“对了,浩,你左手上的伤,不打算和我解释一下?”
赵高悠哉的放下茶杯,淡淡的梅花香在唇齿间流连,想也不用想也知道是和谁学来的。
“你说这个啊,没什么。”
浩一反常态的没有慌张,砸了咂嘴:“不过是一道伤疤而已,也值得夫子如此挂念?”
“只是普通的伤疤的话,我自然是不会挂心这么久,但是从你的肩膀一直到你的肘关节,这伤口的长度,似乎有点蹊跷吧。”
赵高妖冶的双眸盯着面前曾经的少年,这么长的伤口,虽然不是没有可能产生,但浩不是寻常人,他可是神兽啊,普通的伤口根本就不可能停留在他的皮肤上才对。
“你是被什么所伤?法器?还是和你的同类?”
浩叹了口气,知道隐瞒肯定不是长久之计,反正面前之人也出不去,告诉他也没有什么不行,他应该也不会说出去。
“不是,这道伤口,是它给我留下来的。”
浩伸出手指,所指的方位让赵高大吃一惊,这是开玩笑吧?绝对是开玩笑吧?
浩手指的方向,是头顶上的天空,那片蓝色的天空。
“你是说,你,公然逆天而行?”
浩讽刺的笑了笑,某种意义上来说,他做的事情,远比赵高要疯狂很多。
“当年,始皇在东巡的时候宾天,他身旁的随行侍卫,是我假扮的,所以,我用两滴神血吊住了他的命。

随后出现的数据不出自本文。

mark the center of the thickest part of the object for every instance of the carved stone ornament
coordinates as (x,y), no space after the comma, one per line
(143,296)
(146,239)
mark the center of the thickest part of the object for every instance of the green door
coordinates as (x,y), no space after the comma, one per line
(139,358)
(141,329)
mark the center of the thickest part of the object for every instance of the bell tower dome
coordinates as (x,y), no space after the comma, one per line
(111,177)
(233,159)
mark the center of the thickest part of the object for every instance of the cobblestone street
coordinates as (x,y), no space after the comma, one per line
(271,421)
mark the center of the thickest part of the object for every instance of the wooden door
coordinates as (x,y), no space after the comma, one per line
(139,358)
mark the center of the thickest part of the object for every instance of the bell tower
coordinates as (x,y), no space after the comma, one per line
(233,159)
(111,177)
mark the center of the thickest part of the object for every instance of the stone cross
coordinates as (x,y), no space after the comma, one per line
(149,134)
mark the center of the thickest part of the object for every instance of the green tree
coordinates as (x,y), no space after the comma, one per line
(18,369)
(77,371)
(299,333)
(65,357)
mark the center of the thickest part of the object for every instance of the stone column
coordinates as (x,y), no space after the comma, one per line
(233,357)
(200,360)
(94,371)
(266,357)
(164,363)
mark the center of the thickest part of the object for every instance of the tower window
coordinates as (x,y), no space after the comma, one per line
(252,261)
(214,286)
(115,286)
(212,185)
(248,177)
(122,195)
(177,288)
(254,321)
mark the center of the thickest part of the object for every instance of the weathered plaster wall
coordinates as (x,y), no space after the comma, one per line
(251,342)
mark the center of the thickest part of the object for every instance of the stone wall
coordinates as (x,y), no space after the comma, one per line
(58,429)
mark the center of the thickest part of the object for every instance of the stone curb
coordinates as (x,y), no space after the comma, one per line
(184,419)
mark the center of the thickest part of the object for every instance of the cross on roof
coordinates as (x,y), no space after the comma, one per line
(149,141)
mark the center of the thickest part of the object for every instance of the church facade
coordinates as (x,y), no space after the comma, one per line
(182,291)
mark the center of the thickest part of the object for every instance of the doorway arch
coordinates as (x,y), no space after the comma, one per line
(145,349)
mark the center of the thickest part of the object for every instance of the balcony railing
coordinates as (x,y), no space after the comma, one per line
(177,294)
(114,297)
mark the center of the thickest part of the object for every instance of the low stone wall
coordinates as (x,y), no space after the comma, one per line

”
浩看着杯底里的梅花瓣,思绪却飘回了两千多年前。
“当时,他因为有我的神血吊命,回光返照的时间比一般人要长很多,他嘱咐了我一件事,一道,最后的旨意。”
赵高握着茶杯的手瞬间篡紧,低着头,他怎么都没有想到浩会去假扮始皇的侍卫。
“他说,要我找到高儿,他不相信你死了,如果找到活的,就好好待他,如果他死了,那么就把他和朕葬在一起。”
“这是,朕欠他的,这样就算堕入无间地狱,朕也可以瞑目了。”
浩怀念的看着蔚蓝的天空,“我当初也不知道他是演戏还是说真话,总之我没有说出去,即使我知道,那个所谓的高儿,就是你。”
“我怀揣着这个秘密,逃出了东巡的车队,找了一个隐秘的地方,因为强行延长了始皇的寿命,然后,就被天雷劈了一下~”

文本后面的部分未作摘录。